Yesterday’s GDP data made clear that the U.S. economy was in a winter lull over the first three months of the year, but today’s economic releases suggest that freeze has thawed some — and offer a few reasons for optimism over the rest of the year.
1. The job market is tight. New claims for unemployment benefits fell to 262,000 last week — the lowest level since April 2000. The four-week average of 284,000, which provides a better indicator of the trend in firings than one single data point, is still near a 15-year low. “April claims data continue to suggest that the slowing in payrolls in March was a temporary weather blip rather than a sign of slower labor demand growth,” UBS economists wrote Thursday.
2. That tightness is leading to higher wages. The Bureau of Labor Statistics’ Employment Cost Index released Thursday shows clear signs of an uptick in compensation.
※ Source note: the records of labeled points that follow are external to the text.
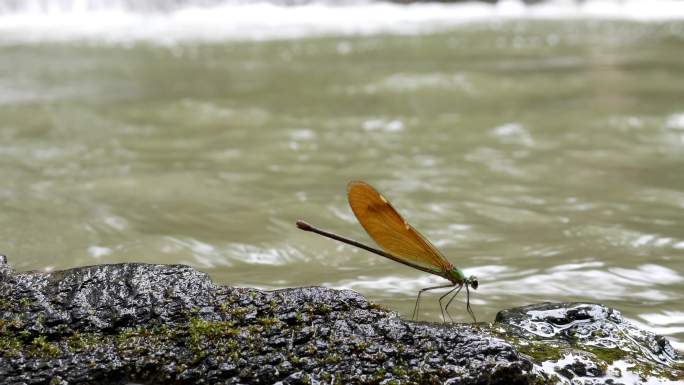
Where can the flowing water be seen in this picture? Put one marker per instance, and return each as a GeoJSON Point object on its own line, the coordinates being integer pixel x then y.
{"type": "Point", "coordinates": [542, 154]}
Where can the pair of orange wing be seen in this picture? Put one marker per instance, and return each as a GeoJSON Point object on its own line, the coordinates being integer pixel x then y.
{"type": "Point", "coordinates": [389, 230]}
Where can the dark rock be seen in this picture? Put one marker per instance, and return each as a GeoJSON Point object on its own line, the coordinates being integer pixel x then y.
{"type": "Point", "coordinates": [161, 324]}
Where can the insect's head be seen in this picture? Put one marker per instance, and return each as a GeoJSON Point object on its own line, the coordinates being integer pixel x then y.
{"type": "Point", "coordinates": [472, 280]}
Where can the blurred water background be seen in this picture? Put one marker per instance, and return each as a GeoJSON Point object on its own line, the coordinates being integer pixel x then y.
{"type": "Point", "coordinates": [540, 146]}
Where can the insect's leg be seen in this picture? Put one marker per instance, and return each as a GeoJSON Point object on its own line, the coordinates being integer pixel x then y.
{"type": "Point", "coordinates": [441, 308]}
{"type": "Point", "coordinates": [470, 311]}
{"type": "Point", "coordinates": [416, 306]}
{"type": "Point", "coordinates": [446, 308]}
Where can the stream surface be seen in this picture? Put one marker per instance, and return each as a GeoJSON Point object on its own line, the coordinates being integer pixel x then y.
{"type": "Point", "coordinates": [542, 152]}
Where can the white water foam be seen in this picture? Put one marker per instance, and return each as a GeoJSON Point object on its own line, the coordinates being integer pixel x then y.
{"type": "Point", "coordinates": [116, 22]}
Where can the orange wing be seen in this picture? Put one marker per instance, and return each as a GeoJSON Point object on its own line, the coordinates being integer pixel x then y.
{"type": "Point", "coordinates": [384, 224]}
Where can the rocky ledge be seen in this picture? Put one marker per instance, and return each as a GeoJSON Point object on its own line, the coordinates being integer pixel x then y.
{"type": "Point", "coordinates": [170, 324]}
Wages climbed by 0.7 percent in the first quarter, lifting the annual growth rate from 2.2 percent to 2.6 percent, the fastest rise since late 2008. Compensation in the private sector grew slightly faster, at a 2.8 percent annual rate — up from 1.7 percent a year ago.
“These growth rates are still quite modest by historical standards, but the upward trend is now very obvious,” Paul Ashworth of Capital Economics said in a note to clients.
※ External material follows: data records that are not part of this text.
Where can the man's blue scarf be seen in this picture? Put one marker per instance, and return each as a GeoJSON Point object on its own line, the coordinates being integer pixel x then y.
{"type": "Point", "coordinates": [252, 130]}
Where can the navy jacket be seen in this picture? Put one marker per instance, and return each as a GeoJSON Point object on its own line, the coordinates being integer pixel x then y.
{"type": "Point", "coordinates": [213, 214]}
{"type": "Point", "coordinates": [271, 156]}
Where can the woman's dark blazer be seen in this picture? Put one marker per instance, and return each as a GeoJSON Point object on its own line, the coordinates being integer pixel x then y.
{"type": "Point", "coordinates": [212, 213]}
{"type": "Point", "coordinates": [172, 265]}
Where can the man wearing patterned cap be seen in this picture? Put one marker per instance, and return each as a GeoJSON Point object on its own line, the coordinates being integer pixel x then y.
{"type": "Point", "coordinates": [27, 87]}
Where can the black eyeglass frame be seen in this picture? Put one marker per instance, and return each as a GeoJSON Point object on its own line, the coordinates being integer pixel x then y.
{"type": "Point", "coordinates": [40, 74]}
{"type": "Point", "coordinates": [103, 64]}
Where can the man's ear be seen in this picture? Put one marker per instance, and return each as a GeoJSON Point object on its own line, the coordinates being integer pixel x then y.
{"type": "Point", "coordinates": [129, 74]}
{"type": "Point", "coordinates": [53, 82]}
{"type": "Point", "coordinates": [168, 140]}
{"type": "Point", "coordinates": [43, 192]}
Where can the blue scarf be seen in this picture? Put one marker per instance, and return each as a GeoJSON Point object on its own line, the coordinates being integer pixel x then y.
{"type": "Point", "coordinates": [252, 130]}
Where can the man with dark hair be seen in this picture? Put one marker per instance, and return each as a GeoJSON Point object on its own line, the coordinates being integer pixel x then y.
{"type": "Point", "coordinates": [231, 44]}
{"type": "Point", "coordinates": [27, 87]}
That uptrend — seen mostly in high-skill sectors like information technology and professional services but also to some extent in low-wage sectors affected by state and local minimum wage hikes — is evidence that the tightening job market is finally driving businesses to offer higher pay. “Wage growth through much of the recovery from the Great Recession has been slow, as high unemployment has limited the bargaining position of employees. But as job growth has accelerated over the past year and the labor market has tightened, workers have gained more power relative to firms and compensation growth has picked up,” Stu Hoffman, chief economist at PNC Financial, said.
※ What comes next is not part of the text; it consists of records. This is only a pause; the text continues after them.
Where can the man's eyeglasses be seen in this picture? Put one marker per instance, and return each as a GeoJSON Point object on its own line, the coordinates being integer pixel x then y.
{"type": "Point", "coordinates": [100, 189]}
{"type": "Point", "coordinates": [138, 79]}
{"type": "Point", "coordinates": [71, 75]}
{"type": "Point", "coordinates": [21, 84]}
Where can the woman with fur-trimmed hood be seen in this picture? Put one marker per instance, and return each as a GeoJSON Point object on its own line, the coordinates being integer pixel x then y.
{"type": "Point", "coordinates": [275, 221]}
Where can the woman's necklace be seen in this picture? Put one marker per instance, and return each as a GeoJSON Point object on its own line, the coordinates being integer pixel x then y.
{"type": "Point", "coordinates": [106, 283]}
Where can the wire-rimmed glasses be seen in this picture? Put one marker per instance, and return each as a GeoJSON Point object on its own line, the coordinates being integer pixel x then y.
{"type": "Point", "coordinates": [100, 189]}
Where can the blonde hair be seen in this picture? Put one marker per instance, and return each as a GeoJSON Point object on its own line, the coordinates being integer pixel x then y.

3. Higher wages should power stronger consumer spending. The March spending data out Thursday shows some signs that consumer spending is rebounding, too. Personal consumption expenditures rose a slightly less than expected 0.4 percent in March, according to the Bureau of Economic Analysis. The numbers reinforce the idea that winter weather kept some consumers from shopping while others were holding back to see if their savings from lower gas prices were just temporary.
“Consumer spending came back to life in March after a relatively weak February,” Chris Christopher, Jr. of IHS Global Insight wrote. “In February, spending was weak due to unseasonably colder winter weather, increasing gasoline prices, and high household utility bills. When March rolled around, many Americans headed to the mall, bought that new automobile, and had some extra money since their household utility bills were lower.”
On the downside, inflation-adjusted personal disposable income fell 0.2 percent in March, leading to a decline in the savings rate to 5.3 percent from 5.7 percent in February. Still, over the entire first quarter, real disposable personal income grew at an annual rate of 6.2 percent and Ashworth notes that the savings rate is still above the 4.5 percent range it was at in the fall. “Accordingly,” he says, “there is scope for consumption growth to accelerate even without strong income growth.”
Add in rising wages, and consumers should have more room to spend in the months ahead, adding to the likelihood that the stagnant first quarter of the year was more of a blip than a sign of another slowdown.